I watched three races at once, positioning myself at a perch to watch a 20-mile cross-country mountain bike ride right next to the dirt course, while taking in a road race in the car race track. And a few minutes later I watched mountain bikers with full head helmets flying down a slalom-looking course and catching air about 30 feet from the finish line.

All around there were bicyclists on all types of bikes making their pilgrimage on roads leading to the Sea Otter Classic. And for once, bicycles ruled the roads, and cars gingerly and politely and respectfully maneuvered around the bicyclists in the ultimate mutual respect of the share-the-road ethic.

Let's just say I don't see much of that in the Tampa Bay area.

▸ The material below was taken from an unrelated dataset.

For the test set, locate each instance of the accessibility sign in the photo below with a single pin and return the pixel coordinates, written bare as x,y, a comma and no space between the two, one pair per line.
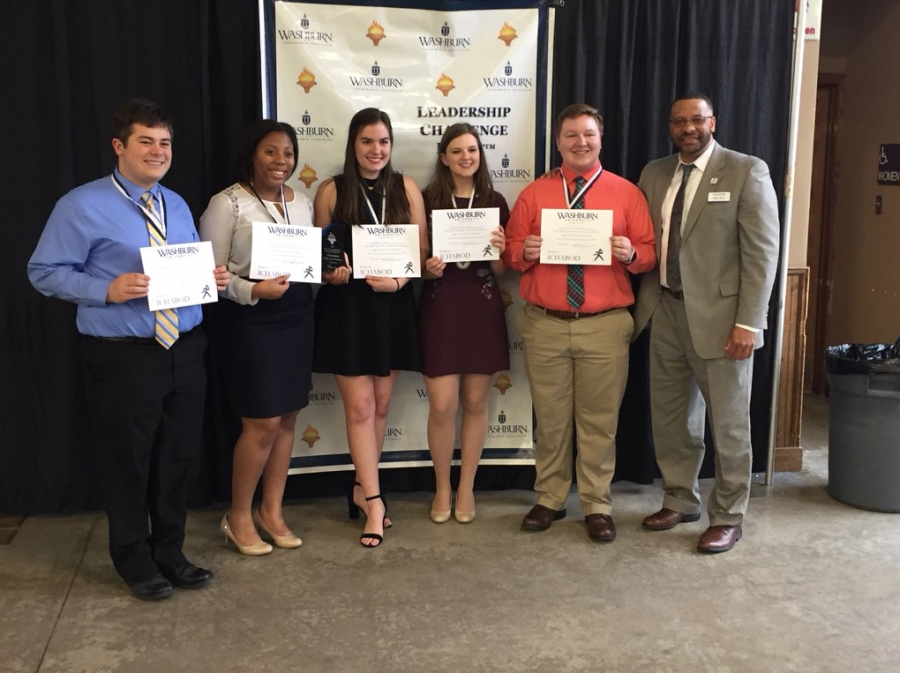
889,165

In the afternoon today I changed my bike shorts for walking shorts and I made a ton of new friends at vendor booths all around the bicycle vendor village. There was Woody at the Bend, Oregon off-road bike trip tent who leads wonderful bike rides through the woods of Oregon outside Bend.

Jaclyn was a marketing manager for a health drink who used to live in New York and hopes to have a tent at the Bicycle Bash by the Bay.

And there were dozens of other folks I met who were impressed that the Tampa Bay area has an event such as the Bicycle Bash by the Bay and they hope to have a rep there at a table at the BBbtB.

I had a ball talking with the folks at bikecommuters.com, the brethren of Tampa's famed Ghost Rider -- Jack Sweeney of Seminole Heights who also writes for that Web site. There were RL and Jeremy and Moe and we shared stories of bicycle life.

We took goofy photos of one another on cool bikes and promised to swap shots for our respective web sites.

And that's what bicycling at the Sea Otter is all about. As long as you pedal a bicycle, you're a brother or sister of another bicyclist -- regardless of the genre of bicycle.

It's a beautiful thing. Just the mere act of riding a bicycle -- any type of human-powered wheeled transportation -- makes you an automatic member of a wonderful fraternity/sorority of folks who would love to do nothing better but get around our earth with a stroke of a pedal.

Bicycling can transform you. You will lose weight and feel fitter. It will sharpen your senses and give you a sense of accomplishment. And it will make you happier.